HSBC CEO: AI Will Create and Destroy Jobs

HSBC CEO Georges Elhedery says AI will create and destroy certain jobs across the financial industry, with the bank planning to retrain its workforce to embrace the coming shift.
Speaking at an HSBC investor day event beginning on 19 May, Georges said workers needed to embrace AI-driven change rather than resist it and work with the bank on navigating the new technology.
“We all know generative AI will destroy certain jobs and will create new jobs,” Georges said.
“But my initial mission is I need 200,000 colleagues with us on this journey. However many will be left at the end of the journey isn't the problem.
“The problem is how can we make sure that those 200,000 colleagues have been given all the capabilities, the training, the tools to make themselves future ready, be more productive versions of themselves.”
Georges also said HSBC staff needed to ensure they were “not fighting” the bank over these developments and weren’t “resisting the change”.
He added that getting the bank “future ready” was his top priority as it recognised the “enormous opportunity” in AI.
The rush to save costs and drive automation
Georges’s points on AI and its future impact comes a day after HSBC rival bank Standard Chartered announced plans to cut thousands of jobs worldwide over the next few years, making it the first global bank to explicitly connect job cuts with AI adoption.
Speaking at a Hong Kong investor event on 19 May, Standard Chartered CEO Bill Winters said the bank plans to replace “lower-value human capital” with technology and other investments.

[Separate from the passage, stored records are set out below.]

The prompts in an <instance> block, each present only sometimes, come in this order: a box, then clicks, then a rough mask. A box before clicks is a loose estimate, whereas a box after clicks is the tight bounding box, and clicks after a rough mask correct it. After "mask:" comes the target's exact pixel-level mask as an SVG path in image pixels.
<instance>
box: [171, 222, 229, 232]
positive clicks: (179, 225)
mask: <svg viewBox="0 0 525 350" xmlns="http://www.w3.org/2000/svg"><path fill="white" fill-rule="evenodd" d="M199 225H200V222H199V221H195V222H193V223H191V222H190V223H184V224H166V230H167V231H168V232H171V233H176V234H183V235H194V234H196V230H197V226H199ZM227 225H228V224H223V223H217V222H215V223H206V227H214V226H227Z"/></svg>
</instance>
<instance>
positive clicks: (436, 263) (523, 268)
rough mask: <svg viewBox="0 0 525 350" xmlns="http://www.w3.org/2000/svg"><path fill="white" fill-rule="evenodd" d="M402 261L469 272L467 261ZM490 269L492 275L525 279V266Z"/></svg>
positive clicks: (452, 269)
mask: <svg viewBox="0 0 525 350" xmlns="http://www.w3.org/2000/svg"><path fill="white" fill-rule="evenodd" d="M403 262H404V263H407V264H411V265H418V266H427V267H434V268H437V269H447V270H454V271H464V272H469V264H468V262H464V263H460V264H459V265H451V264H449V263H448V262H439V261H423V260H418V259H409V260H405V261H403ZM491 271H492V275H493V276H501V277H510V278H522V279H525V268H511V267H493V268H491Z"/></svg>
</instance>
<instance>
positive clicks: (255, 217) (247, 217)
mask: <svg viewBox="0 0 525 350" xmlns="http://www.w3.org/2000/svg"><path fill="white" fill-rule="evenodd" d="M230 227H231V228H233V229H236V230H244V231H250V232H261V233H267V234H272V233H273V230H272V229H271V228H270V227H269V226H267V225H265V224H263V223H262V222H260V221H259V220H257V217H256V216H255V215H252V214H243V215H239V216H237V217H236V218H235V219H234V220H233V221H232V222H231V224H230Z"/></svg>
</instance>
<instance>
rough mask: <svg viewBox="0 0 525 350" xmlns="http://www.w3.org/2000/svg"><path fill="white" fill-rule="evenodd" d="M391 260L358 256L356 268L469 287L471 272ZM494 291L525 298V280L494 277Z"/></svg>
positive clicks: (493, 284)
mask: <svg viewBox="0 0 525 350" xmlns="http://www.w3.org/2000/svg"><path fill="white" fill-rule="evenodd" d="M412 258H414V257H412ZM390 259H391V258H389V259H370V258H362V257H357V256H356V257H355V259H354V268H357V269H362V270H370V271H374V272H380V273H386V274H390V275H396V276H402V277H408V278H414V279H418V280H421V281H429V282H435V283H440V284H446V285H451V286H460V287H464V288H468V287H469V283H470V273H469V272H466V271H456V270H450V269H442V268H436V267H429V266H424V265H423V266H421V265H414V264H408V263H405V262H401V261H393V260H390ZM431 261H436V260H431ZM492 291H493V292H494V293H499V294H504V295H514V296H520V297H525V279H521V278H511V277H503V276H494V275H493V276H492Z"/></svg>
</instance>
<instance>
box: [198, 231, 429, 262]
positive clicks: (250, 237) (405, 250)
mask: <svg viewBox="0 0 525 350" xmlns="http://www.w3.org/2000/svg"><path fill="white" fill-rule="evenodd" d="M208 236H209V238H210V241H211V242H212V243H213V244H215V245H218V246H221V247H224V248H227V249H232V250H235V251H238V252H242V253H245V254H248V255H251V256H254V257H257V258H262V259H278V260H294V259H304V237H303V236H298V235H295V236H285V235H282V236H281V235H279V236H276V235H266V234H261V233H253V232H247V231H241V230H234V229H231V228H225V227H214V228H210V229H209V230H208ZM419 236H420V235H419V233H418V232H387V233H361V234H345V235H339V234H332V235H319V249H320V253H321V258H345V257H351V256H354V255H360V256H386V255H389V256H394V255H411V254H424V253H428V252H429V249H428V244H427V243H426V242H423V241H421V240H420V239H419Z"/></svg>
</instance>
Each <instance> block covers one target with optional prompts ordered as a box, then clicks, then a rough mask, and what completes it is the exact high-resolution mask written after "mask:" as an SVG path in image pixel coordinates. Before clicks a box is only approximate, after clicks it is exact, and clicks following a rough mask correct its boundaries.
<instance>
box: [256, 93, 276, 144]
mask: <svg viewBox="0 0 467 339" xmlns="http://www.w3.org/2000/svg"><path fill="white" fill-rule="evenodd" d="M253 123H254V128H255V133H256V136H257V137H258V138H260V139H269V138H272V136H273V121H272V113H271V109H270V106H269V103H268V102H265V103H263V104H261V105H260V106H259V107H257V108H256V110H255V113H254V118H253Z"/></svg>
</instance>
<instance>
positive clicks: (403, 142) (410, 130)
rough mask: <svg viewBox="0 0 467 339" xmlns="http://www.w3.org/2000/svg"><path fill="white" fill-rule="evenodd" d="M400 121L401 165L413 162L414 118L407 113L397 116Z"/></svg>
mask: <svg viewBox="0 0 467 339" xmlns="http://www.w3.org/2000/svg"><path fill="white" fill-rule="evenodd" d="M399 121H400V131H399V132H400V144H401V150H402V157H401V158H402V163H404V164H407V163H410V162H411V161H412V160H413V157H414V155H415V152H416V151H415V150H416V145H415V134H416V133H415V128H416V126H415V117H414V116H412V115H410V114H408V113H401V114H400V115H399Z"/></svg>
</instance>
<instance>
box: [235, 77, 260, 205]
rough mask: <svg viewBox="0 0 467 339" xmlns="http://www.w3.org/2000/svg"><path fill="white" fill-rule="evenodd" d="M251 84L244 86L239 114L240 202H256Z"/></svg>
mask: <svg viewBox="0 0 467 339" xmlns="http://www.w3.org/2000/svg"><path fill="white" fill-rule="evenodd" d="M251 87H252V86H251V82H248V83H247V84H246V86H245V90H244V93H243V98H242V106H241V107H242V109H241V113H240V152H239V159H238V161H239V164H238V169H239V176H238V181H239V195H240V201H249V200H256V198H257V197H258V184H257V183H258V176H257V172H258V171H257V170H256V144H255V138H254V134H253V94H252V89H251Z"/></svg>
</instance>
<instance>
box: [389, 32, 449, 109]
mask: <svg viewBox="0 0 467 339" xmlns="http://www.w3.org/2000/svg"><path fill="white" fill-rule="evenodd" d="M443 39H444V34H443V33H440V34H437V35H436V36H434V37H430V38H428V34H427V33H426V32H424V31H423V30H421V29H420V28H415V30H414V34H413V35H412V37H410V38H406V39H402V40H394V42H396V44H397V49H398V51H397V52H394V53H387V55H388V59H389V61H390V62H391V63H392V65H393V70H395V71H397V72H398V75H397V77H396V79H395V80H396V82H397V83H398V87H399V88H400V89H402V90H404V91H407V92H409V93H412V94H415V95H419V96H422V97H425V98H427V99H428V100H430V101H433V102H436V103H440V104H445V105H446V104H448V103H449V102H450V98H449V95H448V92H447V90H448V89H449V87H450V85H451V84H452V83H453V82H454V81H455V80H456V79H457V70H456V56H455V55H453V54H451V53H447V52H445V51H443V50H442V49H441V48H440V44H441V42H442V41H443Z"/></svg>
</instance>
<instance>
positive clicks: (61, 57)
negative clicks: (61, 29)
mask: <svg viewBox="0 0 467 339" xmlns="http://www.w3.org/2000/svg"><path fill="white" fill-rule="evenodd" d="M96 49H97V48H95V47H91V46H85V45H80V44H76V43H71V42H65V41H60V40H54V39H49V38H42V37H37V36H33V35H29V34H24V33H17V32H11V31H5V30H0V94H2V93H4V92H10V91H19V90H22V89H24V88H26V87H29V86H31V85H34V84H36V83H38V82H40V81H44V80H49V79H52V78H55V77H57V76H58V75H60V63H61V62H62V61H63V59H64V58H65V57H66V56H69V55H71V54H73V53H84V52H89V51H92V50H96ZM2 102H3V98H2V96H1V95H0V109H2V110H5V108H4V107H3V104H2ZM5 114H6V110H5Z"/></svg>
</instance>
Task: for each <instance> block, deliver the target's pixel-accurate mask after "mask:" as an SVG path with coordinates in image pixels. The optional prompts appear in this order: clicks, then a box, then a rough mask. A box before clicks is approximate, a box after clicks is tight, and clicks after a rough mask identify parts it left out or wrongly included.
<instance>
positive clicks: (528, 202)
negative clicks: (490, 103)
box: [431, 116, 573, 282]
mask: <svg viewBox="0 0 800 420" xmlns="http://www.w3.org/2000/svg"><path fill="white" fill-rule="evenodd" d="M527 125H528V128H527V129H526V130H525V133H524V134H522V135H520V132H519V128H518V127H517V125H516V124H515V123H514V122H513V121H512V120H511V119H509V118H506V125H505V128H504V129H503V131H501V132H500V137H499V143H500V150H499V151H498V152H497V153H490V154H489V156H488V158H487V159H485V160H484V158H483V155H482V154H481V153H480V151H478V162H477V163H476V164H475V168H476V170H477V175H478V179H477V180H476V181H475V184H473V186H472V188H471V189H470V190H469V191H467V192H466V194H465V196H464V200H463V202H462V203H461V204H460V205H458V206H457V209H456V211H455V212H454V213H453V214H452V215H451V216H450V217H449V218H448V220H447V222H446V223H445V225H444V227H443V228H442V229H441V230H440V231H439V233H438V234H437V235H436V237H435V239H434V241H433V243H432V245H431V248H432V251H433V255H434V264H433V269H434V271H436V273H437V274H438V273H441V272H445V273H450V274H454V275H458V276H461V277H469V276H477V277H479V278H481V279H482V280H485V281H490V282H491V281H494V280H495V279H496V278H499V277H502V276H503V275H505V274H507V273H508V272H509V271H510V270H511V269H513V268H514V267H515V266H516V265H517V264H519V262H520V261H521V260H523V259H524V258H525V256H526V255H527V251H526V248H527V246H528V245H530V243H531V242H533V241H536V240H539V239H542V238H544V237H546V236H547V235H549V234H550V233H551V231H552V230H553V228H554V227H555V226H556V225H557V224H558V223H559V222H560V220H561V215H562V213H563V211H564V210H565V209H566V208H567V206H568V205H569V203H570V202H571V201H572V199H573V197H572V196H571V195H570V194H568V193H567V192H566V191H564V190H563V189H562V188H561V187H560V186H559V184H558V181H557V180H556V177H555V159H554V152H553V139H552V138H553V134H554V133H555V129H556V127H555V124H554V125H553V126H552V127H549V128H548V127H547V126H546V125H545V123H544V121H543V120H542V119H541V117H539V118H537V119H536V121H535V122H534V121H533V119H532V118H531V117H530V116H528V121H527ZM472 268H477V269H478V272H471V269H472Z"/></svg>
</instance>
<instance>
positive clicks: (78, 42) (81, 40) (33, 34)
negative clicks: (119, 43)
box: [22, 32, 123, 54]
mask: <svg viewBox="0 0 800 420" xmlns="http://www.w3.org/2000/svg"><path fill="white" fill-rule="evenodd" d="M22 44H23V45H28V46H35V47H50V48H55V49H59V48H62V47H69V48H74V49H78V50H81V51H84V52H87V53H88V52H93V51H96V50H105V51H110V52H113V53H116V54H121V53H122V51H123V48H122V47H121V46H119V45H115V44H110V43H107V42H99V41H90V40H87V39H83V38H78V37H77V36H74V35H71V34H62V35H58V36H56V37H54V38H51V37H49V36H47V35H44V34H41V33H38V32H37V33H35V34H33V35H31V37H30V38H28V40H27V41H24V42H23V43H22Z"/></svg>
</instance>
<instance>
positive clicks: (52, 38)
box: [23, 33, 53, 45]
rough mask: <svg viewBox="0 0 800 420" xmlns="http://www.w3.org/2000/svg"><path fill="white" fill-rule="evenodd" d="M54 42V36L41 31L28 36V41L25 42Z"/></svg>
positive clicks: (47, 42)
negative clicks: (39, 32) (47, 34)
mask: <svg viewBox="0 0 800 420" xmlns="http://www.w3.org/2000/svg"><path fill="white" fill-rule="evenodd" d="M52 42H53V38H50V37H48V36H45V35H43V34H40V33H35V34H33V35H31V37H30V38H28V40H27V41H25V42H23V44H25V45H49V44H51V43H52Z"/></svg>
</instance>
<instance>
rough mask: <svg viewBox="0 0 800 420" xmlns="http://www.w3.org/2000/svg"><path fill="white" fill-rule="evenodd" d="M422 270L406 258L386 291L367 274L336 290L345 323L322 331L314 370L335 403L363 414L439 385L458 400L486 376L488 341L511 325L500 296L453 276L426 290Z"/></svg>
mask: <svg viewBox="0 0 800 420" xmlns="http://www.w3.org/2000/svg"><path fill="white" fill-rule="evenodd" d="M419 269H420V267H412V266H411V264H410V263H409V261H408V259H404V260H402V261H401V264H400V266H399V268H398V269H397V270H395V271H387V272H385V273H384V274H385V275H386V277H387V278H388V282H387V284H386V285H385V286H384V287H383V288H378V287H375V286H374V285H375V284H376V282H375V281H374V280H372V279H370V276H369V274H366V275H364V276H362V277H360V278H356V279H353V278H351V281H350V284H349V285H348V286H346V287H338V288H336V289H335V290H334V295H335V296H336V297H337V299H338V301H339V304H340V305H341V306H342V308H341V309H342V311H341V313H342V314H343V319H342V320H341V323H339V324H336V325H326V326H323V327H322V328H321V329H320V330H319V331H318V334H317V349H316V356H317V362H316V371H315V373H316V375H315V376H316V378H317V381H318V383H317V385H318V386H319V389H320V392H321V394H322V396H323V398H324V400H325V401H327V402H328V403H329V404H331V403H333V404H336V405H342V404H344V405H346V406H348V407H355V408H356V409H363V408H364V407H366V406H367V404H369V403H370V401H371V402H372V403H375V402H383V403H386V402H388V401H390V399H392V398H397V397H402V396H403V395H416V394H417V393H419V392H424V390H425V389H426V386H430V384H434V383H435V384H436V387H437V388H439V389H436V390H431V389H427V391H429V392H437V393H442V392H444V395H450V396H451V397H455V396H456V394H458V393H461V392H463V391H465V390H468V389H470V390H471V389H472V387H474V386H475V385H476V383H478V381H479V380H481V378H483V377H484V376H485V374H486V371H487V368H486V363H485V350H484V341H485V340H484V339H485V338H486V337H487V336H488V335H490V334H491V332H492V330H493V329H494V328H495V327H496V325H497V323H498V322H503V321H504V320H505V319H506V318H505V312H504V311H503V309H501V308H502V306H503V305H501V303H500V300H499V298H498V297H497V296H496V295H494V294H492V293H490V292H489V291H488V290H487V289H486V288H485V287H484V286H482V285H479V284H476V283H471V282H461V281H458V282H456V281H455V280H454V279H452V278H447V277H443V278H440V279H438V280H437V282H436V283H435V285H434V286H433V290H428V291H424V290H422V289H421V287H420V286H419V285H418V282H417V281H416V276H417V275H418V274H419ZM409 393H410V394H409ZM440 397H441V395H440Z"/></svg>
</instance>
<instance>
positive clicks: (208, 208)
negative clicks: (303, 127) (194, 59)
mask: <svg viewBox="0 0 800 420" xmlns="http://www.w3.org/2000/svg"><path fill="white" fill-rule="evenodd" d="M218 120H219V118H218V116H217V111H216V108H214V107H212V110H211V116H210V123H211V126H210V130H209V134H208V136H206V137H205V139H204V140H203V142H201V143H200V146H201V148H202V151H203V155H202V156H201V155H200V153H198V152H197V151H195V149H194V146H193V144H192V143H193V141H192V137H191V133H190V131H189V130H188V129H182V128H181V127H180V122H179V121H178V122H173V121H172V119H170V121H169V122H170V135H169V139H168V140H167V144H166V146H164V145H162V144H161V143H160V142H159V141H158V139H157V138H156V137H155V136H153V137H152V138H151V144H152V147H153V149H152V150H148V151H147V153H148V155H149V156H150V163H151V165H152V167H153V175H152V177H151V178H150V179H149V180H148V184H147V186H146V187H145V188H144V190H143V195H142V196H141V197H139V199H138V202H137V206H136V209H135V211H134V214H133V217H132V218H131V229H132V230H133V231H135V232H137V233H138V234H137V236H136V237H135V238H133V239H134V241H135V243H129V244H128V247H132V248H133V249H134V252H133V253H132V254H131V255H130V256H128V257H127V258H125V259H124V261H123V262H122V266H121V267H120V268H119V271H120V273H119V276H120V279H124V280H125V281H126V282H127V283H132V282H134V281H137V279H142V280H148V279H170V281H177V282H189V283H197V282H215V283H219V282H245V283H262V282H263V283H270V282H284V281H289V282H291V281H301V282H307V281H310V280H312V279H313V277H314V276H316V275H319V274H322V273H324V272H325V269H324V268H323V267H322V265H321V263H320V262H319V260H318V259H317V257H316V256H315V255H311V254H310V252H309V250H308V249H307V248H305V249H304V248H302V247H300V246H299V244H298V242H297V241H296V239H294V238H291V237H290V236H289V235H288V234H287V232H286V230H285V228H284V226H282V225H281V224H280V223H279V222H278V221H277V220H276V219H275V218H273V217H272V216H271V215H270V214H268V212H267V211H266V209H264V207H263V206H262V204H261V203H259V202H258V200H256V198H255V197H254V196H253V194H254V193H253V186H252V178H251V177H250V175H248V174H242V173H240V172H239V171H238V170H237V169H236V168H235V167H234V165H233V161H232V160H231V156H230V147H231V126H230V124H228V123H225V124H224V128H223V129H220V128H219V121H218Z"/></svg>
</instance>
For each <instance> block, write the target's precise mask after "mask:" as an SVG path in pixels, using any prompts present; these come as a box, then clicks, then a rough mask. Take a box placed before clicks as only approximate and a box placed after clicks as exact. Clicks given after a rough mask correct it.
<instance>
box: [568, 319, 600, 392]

“We don’t have job losses, but we do have job role reductions in favour of the machines,” Bill told the event’s audience, “and that will accelerate as we go forward into AI”.
He added that the jobs affected were mostly non-client facing.
The bank said it plans to cut 15% of its corporate function roles by 2030, which could see more than 7,000 redundancies across its 80,000-employee workforce worldwide.
These comments from HSBC and StanChart highlight a common trend among financial institutions, with global banks increasingly looking to cost-saving measures amid the rush to integrate frontier AI models.
Empowering employees and customers with AI
In March 2026, HSBC appointed David Rice as the company’s first Chief AI Officer, which further highlighted the bank’s AI strategy and its goal of increasing returns through cost savings and automating and streamlining its operations.
During an earnings call in February 2026, Georges said generative AI was one of the bank’s most important investment areas, with plans to use the technology for employee assistance, process reengineering and customer experience.
“Our ambition here is simple – we will empower our colleagues to use AI to create a personalised experience for each customer, deliver it safely, in real time and at scale, while keeping human judgement, decision-making and accountability at the core,” Georges said on the call.
The bank’s onboarding and Know Your Customer function, financial risk and monitoring, contact centres, and wealth management, are also undergoing an AI transformation, according to an investor presentation during the event.
According to data from McKinsey, global banks plan to substantially increase AI investments over the next few years. The data estimates that generative AI could add between US$200bn and US$340bn in value annually across the entire banking sector.